Avec pour intention de montrer cette jeunesse, comme une photographie à un instant T. "La question est "comment on agit ?" Montrer une jeunesse qui n'est pas apathique. Peut être que tout le monde ne vote pas, mais en tout cas il y a une volonté démocratique de participer au débat. On voit qu'il y a une jeunesse prête à discuter".
Comment toucher un large public ?
L'objectif du tandem était aussi de pouvoir sensibiliser à ce sujet, et ne pas s'adresser uniquement à des personnes déjà intéressées par le sujet. Comment toucher un public le plus large possible avec un documentaire comme celui-là ? Nous leur avons posé la question.
"Déjà on a fait ce film en parité pour cette raison. Pour nous, c’était extrêmement important d’avoir à la réalisation une équipe paritaire qui allait permettre justement peut être d’équilibrer tous ces différents niveaux de discours." Et d'ajouter : "L’idée, c’était vraiment de ne pas emprisonner les gens dans un discours, avec des interviews face caméra et des jeunes féministes qui pourraient dire que c’est comme ça qu’il faut penser, agir, faire. L’idée était de donner à voir ce qui se passe pour éveiller à cet endroit là les consciences."
Dans ce but, le film prend le parti de privilégier des séquences de groupe : "On veut laisser au spectateur la possibilité de se faire son propre avis, poursuit Simon Depardon. L'idée était de pouvoir être dans le quotidien, comme une petite souris autour d'elles. Ce ne sont pas forcément des séquences très longues, mais laisser le groupe vivre. C'est en filmant le quotidien que peut jaillir un réel qui va beaucoup nous renseigner sur la façon dont elle travaille et de ce qu'elles ont envie de dire". Le film a été tourné sur 5 mois, en temps de pandémie.
Une présentation remarquée à Cannes
Pour mémoire, le film avait été présenté à Cannes, avec une montée des marches retentissantes. Des membres du mouvement Les colleuses, venues de toute la France, ont déroulé une banderole portant les noms des 129 victimes de féminicides.
"Faire réagir, faire peut être prendre conscience... En tout cas questionner, interroger, créer des dialogues, des émotions. La projection à Cannes était riche de tout ça. C’était une journée riche en émotion. Qu’elles se rencontrent, c’était revigorant et énergisant pour nous tous", explique Marie Perennès.
"On était heureux de cette sélection. Je pense que c’est intéressant que le Festival de Cannes et Thierry Frémaux aient pris la décision de montrer un film comme celui-là. Au-delà du sujet politique, je pense que c’est aussi la forme du film qui a séduit", poursuit le tandem.
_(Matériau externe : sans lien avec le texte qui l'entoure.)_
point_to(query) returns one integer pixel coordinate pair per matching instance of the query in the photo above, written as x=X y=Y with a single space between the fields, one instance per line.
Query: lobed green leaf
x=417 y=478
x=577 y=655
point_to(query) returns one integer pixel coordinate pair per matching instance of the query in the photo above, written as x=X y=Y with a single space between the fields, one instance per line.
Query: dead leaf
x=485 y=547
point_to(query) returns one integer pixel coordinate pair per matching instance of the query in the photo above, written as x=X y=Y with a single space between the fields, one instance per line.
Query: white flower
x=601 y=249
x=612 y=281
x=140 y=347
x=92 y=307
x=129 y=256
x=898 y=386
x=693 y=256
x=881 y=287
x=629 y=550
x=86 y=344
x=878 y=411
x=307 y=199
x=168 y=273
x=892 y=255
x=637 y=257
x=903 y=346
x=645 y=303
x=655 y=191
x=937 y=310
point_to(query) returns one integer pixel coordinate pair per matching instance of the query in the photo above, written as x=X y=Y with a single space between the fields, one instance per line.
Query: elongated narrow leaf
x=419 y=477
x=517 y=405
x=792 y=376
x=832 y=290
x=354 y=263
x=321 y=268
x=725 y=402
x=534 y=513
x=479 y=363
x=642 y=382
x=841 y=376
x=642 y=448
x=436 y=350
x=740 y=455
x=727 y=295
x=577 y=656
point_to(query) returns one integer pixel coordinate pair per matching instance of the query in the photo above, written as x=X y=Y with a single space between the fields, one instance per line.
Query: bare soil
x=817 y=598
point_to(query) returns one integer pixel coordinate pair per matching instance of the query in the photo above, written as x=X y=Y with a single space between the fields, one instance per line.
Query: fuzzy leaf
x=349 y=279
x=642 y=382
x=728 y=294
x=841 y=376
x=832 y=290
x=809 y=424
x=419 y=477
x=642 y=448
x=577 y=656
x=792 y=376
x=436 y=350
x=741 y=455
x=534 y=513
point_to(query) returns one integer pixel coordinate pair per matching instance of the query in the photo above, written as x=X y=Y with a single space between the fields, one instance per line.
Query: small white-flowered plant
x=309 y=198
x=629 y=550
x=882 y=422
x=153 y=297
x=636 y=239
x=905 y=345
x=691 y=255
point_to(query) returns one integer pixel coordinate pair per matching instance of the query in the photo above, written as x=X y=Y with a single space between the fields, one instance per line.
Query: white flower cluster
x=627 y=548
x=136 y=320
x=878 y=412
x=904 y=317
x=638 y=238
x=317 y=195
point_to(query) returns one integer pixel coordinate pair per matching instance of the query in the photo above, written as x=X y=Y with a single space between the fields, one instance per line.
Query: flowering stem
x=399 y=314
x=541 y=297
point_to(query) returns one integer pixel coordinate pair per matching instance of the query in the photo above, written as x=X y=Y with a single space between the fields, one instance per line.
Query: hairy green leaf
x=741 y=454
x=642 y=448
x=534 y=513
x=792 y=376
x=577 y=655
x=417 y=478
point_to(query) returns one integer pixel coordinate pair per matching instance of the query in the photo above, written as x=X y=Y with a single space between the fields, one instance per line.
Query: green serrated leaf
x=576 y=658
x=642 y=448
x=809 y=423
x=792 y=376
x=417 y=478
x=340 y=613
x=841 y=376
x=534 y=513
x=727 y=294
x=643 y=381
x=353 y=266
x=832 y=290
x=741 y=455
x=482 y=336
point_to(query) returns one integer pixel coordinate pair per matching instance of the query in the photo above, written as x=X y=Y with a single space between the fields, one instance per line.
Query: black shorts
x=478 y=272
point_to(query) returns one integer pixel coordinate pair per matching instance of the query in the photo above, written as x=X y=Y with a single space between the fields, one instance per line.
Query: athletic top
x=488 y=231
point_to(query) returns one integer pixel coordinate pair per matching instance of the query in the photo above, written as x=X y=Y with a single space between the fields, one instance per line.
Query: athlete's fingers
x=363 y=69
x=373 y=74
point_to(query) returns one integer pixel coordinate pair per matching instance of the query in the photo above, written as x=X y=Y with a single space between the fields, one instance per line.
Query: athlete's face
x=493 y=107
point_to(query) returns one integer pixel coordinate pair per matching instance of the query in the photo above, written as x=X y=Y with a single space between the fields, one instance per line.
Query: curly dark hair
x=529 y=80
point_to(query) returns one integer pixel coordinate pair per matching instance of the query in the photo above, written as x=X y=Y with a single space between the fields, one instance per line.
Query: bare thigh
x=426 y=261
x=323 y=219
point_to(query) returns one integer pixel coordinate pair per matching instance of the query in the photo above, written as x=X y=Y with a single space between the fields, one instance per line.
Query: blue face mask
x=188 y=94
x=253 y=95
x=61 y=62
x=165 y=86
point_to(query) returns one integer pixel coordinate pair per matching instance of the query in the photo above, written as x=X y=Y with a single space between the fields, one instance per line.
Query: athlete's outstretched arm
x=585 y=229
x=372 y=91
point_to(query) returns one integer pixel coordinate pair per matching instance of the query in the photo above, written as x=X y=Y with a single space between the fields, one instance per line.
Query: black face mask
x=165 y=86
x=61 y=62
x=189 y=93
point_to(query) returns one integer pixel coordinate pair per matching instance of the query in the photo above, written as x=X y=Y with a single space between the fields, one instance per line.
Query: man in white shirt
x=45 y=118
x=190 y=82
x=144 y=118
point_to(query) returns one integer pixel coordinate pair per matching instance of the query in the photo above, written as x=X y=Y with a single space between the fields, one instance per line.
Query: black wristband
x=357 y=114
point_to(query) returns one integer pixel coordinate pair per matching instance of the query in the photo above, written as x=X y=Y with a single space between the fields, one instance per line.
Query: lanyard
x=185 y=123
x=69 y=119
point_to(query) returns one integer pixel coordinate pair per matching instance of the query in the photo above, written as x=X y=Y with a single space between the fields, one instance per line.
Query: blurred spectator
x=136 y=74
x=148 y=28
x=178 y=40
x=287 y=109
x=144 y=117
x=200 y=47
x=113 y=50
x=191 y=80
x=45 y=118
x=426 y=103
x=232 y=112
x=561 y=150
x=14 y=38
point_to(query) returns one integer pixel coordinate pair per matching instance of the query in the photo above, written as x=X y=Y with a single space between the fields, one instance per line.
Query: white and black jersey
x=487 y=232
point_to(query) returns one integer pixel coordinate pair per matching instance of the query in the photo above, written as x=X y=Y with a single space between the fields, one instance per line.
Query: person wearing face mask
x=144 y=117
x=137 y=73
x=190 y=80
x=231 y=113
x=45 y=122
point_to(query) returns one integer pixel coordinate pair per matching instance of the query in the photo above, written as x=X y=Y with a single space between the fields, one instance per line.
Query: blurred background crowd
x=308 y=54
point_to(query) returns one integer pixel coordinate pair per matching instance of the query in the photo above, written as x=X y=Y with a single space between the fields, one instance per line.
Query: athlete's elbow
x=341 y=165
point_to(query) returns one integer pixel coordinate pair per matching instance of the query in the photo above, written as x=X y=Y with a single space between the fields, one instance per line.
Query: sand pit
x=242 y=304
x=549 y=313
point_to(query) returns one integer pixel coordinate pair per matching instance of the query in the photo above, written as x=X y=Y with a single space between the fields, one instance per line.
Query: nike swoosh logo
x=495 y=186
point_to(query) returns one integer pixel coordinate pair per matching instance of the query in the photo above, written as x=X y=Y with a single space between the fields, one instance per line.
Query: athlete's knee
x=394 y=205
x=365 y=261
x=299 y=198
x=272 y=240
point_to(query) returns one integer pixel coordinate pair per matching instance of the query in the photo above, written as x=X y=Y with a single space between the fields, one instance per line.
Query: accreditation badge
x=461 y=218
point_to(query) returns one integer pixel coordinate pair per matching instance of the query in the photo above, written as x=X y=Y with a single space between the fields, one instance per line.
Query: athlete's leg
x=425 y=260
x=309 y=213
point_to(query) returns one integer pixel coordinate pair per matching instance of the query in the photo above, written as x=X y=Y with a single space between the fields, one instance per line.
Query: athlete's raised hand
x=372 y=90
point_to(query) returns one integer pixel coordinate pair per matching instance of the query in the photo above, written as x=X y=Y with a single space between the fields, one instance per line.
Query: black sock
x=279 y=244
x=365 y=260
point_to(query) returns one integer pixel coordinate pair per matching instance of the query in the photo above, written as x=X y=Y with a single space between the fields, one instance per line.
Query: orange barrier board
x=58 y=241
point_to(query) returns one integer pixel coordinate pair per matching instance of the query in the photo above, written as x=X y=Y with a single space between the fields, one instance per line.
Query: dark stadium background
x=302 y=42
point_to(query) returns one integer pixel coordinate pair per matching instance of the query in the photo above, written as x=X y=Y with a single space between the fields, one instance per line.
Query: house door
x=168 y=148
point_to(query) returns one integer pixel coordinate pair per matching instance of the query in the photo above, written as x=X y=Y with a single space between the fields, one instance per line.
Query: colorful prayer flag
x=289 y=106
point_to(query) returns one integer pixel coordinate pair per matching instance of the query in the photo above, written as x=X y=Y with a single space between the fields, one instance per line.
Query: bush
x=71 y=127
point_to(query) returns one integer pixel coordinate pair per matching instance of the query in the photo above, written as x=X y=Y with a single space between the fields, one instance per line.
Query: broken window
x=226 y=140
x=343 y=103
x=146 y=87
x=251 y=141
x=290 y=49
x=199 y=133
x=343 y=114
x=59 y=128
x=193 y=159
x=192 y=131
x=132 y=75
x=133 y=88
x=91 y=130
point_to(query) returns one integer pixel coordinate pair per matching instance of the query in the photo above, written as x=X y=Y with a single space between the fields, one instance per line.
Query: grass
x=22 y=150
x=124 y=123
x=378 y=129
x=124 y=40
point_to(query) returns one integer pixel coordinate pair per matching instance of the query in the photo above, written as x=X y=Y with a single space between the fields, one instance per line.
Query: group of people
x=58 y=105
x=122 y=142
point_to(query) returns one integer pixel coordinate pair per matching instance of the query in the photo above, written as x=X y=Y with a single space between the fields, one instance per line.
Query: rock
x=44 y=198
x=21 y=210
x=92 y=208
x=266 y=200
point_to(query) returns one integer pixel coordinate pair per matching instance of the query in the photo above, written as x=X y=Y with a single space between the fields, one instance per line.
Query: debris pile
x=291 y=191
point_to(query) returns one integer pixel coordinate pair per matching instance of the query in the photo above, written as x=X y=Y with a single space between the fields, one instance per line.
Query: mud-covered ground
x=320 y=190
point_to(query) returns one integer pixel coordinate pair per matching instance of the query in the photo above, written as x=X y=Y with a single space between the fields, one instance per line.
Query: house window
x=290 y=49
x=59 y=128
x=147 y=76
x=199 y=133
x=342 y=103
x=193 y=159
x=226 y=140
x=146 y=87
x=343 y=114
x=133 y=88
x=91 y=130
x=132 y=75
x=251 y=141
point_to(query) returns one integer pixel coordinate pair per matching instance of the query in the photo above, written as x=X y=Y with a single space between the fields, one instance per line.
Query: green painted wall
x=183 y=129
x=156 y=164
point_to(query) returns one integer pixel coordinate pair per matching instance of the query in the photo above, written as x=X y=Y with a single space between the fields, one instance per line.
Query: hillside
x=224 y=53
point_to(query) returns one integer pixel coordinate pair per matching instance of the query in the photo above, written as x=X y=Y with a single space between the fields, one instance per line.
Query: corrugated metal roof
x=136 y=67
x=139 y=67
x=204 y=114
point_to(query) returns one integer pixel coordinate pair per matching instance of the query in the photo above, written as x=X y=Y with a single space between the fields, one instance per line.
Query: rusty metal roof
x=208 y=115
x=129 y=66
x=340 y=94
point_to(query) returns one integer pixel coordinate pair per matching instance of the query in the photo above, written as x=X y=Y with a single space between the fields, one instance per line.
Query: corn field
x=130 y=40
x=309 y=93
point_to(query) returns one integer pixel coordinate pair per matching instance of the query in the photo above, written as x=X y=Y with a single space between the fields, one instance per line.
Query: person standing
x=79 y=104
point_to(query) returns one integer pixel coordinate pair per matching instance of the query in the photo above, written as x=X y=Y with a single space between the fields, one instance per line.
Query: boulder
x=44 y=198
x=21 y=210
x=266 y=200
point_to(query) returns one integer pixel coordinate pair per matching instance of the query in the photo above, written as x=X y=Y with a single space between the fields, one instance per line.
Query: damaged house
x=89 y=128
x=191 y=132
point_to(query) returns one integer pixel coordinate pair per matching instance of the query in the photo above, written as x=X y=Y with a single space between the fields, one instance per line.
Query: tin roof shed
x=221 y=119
"C’est intéressant, parce que d’une certaine façon, on sait que ça sert au Festival d’avoir un film féministe, et ça sert aussi à la visibilité. Nous, on pense que c’est bien. On sait qu’il n’y a que 20% des films qui sont réalisés par des femmes. Donc mettre ce film ici, faire une action, ça permet d’en parler et c’est ça le plus important."
Riposte féministe est à l'affiche ce mercredi 9 novembre.